3 Replies Latest reply on Aug 31, 2011 7:28 AM by kopfrechner

    #define faster than argument or private varible

    kopfrechner

      Hello everyone,

      does someone know, why there is such a performance difference between the following kernels? Please focus on the "NR_OF_LOOPS" or "nr_of_loops" in the for loop. (NOTE: kernels are simplified!)

      #define NR_OF_LOOPS (256)

      // fast
      __kernel void my_kernel_1 (... args ...) {
         // do something
         for (size_t i = 0; i < NR_OF_LOOPS; i++) {
            // do something
         }
         // do something
      }

      // slow
      __kernel void my_kernel_2 (unsigned nr_of_loops) {
         // do something
         for (size_t i = 0; i < nr_of_loops; i++) {
            // do something
         }
         // do something
      }

      //slow
      __kernel void my_kernel_3 (... args ...) {

         size_t nr_of_loops = 256;

         // do something
         for (size_t i = 0; i < nr_of_loops; i++) {
            // do something
         }
         // do something
      }

      What i need is an implementation like my_kernel_2 or my_kernel_3, where nr_of_loops is either an argument or an variable in private memory. But my_kernel_1 is about factor 2 faster, than my_kernel_2 or my_kernel_3. Does someone know how to get my_kernel_2 or my_kernel_3 faster of even as fast as my_kernel_1? I also appriciate all other ideas.

      Thank you so far.

        • #define faster than argument or private varible
          settle

          The preprocessor use in my_kernel_1 allows the compiler to unroll the loop to achieve better performance.  You could try using #pragma unroll some_number_here right above the loop in my_kernel_2 and my_kernel_3, or manually unroll the loop some amount and remember that nr_of_loops my not be evenly divisible by the loop unroll factor.  Something similar can be done by explicitly using vector types.

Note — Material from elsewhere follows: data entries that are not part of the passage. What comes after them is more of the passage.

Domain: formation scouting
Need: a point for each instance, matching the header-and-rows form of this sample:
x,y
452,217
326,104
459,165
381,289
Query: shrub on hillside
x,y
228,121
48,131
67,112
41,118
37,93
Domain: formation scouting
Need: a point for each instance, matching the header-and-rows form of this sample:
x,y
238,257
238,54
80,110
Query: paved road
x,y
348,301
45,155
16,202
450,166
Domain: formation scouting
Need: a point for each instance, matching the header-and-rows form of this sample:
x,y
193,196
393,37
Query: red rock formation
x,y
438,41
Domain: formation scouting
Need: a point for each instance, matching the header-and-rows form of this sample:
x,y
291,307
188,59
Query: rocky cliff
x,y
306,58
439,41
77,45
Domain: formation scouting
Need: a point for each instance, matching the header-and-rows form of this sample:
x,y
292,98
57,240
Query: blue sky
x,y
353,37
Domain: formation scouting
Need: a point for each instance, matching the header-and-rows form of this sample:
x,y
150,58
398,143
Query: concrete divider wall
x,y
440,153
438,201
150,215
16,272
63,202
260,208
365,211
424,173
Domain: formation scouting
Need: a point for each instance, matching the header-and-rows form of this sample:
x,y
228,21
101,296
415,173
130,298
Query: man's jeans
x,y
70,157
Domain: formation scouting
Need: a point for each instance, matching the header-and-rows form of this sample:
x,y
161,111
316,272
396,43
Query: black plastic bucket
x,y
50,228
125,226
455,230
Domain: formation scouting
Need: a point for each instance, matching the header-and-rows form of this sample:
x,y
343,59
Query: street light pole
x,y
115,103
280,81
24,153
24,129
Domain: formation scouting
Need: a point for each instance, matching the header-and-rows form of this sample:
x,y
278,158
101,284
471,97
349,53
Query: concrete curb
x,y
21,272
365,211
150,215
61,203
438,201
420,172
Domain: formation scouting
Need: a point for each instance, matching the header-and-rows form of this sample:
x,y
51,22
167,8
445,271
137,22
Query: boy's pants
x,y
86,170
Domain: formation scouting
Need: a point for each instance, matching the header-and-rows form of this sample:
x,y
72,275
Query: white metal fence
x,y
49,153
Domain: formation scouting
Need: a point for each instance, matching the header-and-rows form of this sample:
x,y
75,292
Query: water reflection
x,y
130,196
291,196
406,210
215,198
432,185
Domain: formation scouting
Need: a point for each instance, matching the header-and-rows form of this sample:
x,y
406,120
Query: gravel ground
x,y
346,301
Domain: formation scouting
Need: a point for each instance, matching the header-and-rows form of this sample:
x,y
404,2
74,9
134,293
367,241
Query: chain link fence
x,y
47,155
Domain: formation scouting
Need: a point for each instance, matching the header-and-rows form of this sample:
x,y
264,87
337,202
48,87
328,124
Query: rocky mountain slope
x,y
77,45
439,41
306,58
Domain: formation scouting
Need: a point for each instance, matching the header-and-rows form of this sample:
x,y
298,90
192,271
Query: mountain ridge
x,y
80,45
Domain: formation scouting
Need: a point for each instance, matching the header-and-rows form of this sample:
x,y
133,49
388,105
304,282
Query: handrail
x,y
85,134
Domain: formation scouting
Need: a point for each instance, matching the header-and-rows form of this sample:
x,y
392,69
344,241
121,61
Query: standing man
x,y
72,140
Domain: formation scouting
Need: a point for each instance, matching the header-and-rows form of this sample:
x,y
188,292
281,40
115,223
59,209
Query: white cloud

          // Unroll loop iterations by a factor of 4 for (i = 0; i < nr_of_loops; i += 4) { z[i+0] = ... z[i+1] = ... z[i+2] = ... z[i+3] = ... } // Remaining loop iterations for (i = nr_of_loops ^ 0x3; i < nr_of_loops; ++i) { z[i] = ... }

          • #define faster than argument or private varible
            genaganna

             

            Originally posted by: kopfrechner Hello everyone,

             

            does someone know, why there is such a performance difference between the following kernels? Please focus on the "NR_OF_LOOPS" or "nr_of_loops" in the for loop. (NOTE: kernels are simplified!)

             

            #define NR_OF_LOOPS (256) // fast __kernel void my_kernel_1 (... args ...) {    // do something    for (size_t i = 0; i < NR_OF_LOOPS; i++) {       // do something    }    // do something } // slow __kernel void my_kernel_2 (unsigned nr_of_loops) {    // do something    for (size_t i = 0; i < nr_of_loops; i++) {       // do something    }    // do something } //slow __kernel void my_kernel_3 (... args ...) {

             

               size_t nr_of_loops = 256;

             

               // do something    for (size_t i = 0; i < nr_of_loops; i++) {       // do something    }    // do something }

             

            What i need is an implementation like my_kernel_2 or my_kernel_3, where nr_of_loops is either an argument or an variable in private memory. But my_kernel_1 is about factor 2 faster, than my_kernel_2 or my_kernel_3. Does someone know how to get my_kernel_2 or my_kernel_3 faster of even as fast as my_kernel_1? I also appriciate all other ideas.

             

            Thank you so far.

             

            For second kernel, make nr_of_loops as __constant uint*

            For Third kernel, make nr_of_loops as const size_t nr_of_loops = 256.

            After these changes,

            kernel 1 and 3 must be same and kernel 2 is slower than 1 and 3.